Ultimately, this episode goes to the core of why Australia’s vision for its future when it comes to renewables and climate change action is not just about what occurs at home. Certainly, what happens domestically must be first and foremost for any Australian government. Nonetheless, our capacity to get things done at home locally are reliant on maintaining strong international partnerships globally. When there’s a government intent on idolising fossil fuels while the threat of climate change-linked bushfires loom each summer - and with them, each bushfire season threatening to beam horrifying pictures around the world of iconic Australian symbols like the endangered Koala being burned and displaced by the fires - it’s not hard to understand why those abroad would look upon the Australian government with a dim view.

A Clear-Eyed Perspective About the Choice Between Imperfect Visions

A lot has been said about the short-sightedness of the Coalition’s budget. It appears clear this is one that was designed to win an election, with little vision beyond it. In essence, it provides (as aforementioned) a short-term ‘sugar hit’. One that offers to make things a little better today, but only with the implicit understanding of harder days awaiting ahead in return. As discussed prior, the drawbacks of this approach for renewables and climate change action in particular are substantial, given they are long-term challenges, which by default require a long-term vision in response to them.

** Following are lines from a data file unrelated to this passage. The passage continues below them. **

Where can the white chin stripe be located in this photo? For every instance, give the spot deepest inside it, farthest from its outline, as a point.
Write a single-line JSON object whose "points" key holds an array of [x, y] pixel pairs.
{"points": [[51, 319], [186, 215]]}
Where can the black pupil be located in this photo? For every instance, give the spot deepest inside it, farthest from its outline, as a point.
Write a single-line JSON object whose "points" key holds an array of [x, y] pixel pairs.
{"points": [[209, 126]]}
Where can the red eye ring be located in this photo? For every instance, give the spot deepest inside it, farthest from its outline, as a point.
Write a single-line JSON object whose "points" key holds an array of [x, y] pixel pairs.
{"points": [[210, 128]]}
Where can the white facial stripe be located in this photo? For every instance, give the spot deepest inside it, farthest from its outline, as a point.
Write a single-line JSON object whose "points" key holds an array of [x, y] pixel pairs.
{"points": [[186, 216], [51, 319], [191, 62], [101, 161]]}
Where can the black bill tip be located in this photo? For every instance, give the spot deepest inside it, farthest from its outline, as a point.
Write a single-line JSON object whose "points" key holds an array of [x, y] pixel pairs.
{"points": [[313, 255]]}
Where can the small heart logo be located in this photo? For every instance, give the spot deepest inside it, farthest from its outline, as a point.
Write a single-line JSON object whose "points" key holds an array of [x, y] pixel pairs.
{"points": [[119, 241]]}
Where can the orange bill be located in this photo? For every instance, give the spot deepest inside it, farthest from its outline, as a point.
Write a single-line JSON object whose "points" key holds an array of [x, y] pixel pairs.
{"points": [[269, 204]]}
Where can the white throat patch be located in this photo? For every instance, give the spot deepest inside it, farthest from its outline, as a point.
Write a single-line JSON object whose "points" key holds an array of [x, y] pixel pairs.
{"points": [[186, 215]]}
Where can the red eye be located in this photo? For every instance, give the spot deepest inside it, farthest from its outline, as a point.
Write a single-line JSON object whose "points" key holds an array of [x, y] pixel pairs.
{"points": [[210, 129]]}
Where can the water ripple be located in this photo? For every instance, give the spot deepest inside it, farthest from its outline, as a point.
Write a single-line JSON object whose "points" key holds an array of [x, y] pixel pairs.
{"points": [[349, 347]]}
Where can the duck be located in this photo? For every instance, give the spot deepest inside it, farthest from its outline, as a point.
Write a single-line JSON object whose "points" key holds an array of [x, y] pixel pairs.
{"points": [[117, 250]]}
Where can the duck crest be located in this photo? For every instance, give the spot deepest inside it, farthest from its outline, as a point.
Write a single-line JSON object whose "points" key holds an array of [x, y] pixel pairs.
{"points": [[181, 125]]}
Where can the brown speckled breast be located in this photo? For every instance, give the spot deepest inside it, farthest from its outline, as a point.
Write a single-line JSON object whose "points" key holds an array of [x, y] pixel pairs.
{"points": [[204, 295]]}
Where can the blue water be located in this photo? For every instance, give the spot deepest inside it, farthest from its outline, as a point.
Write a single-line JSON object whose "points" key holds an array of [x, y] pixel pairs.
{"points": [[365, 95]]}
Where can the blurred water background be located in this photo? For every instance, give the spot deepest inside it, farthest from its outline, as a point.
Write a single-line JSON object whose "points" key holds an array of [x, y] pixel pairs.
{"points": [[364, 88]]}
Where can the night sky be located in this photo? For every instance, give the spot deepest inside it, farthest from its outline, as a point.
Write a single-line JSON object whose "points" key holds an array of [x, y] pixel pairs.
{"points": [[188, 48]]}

Labor’s budget is also not without issues. There’s no doubt the party needed to do some in-depth soul searching following the last election loss, and - with a government many feel is evidently content to not simply be conservative, but actually regressive when it comes to green action policies - it’s understandable why Labor thinks it can get away with being only slightly more ambitious than the government in some areas. But ultimately this strategy is certainly not totally safe either, given a first term Labor government will inherit many of the problems currently faced by the incumbent, and could find their underwhelming policies fail to deliver visible improvements for voters - and this could pose a real problem when it comes time to seek reelection.

On Sunday 10 April 2022 the election was officially called for 21 May 2022. In turn, it’s anticipated that many announcements remain to be made by major parties throughout the campaign. As a result, we may yet find a number of policy announcements move the ledger here a little, to reflect more favourably or negatively upon the Coalition or Labor when it comes to green action. Yet overall, the budget and budget reply, in complement to prior positioning and other policies shared in the lead up to this point appear to illustrate the firm battlelines which have been drawn. Ultimately, Labor’s green vision for Australia is not one that could be regarded as especially bold or inspiring, but at the end of the day it is better than the incumbent offering. The current Coalition government appears blind to the challenges and opportunities alike in this area. As a result, as it concerns green action in Australia, it can be said it’s hoped this budget was not the start of a new chapter for the Morrison government, but instead among its final acts.